Here’s a quick schematic diagram of a central air conditioner system.  There’s the outside unit, known as the condensing unit.  There’s everything inside the house, consisting mostly of the evaporator coil, a metering device, and of course the blower fan that blows the cold air through the ducts and into the rooms.

And of course there are two refrigerant lines running between these two parts.

As shown in the diagram by the red color, the liquid line is warm because it’s just been compressed.  When a gas is compressed it becomes hotter.  Then the fan at the condensing unit outside blows over the condenser and tries to blow that heat out into the open air.  But the liquid line is still warm.  We don’t want to or need to insulate this line because we want that heat to be lost to the atmosphere.
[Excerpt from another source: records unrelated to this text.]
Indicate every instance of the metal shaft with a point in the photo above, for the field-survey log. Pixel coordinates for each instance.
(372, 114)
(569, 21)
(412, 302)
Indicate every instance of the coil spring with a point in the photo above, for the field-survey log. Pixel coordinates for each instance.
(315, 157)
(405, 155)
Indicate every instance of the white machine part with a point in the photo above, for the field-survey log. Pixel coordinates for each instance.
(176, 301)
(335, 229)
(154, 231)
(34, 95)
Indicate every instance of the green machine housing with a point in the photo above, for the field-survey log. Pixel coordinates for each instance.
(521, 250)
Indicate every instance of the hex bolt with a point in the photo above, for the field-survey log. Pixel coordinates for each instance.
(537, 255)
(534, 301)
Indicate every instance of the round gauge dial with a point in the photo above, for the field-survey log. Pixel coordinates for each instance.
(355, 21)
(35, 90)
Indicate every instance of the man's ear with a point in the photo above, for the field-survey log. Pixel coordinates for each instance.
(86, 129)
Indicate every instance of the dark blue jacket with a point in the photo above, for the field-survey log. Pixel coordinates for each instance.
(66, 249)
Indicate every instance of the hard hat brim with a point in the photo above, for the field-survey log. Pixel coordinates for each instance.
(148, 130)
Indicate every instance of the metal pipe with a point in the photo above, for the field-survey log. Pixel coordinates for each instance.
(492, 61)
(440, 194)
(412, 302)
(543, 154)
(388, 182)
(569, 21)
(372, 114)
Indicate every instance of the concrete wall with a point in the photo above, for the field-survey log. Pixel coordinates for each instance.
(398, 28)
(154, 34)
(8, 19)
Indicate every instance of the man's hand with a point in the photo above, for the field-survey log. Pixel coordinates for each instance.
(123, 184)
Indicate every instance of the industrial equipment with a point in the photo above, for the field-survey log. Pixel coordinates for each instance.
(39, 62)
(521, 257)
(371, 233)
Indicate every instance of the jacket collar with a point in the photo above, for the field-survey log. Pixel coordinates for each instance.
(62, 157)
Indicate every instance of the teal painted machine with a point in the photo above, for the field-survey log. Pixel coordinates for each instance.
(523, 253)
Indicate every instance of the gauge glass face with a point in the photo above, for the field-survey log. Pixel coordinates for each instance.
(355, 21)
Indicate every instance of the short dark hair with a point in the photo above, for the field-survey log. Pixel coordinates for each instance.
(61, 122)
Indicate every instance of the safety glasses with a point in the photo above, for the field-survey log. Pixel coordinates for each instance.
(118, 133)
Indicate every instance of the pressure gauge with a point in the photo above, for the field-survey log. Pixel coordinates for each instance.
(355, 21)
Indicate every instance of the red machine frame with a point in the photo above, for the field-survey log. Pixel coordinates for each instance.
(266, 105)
The suction line is cold, because that refrigerant has just gone through the evaporator coil and expanded, making it cold.  When a gas expands it cools down.  We want to insulate this line because we don’t want to lose that cold temperature.  We’ve just paid a lot of money to make that line cold and we don’t want to lose that.  So we insulate this suction line.  Over time that insulation will degrade and start to fall off, and if this happens it should be replaced.  Missing insulation means that we’ll lose that cold to the outside air and that’s a waste – it robs the system of efficiency.

The insulation inside the house should also be insulated, partly for efficiency but largely to stop condensation from forming on the cold pipe and dripping down and causing damage.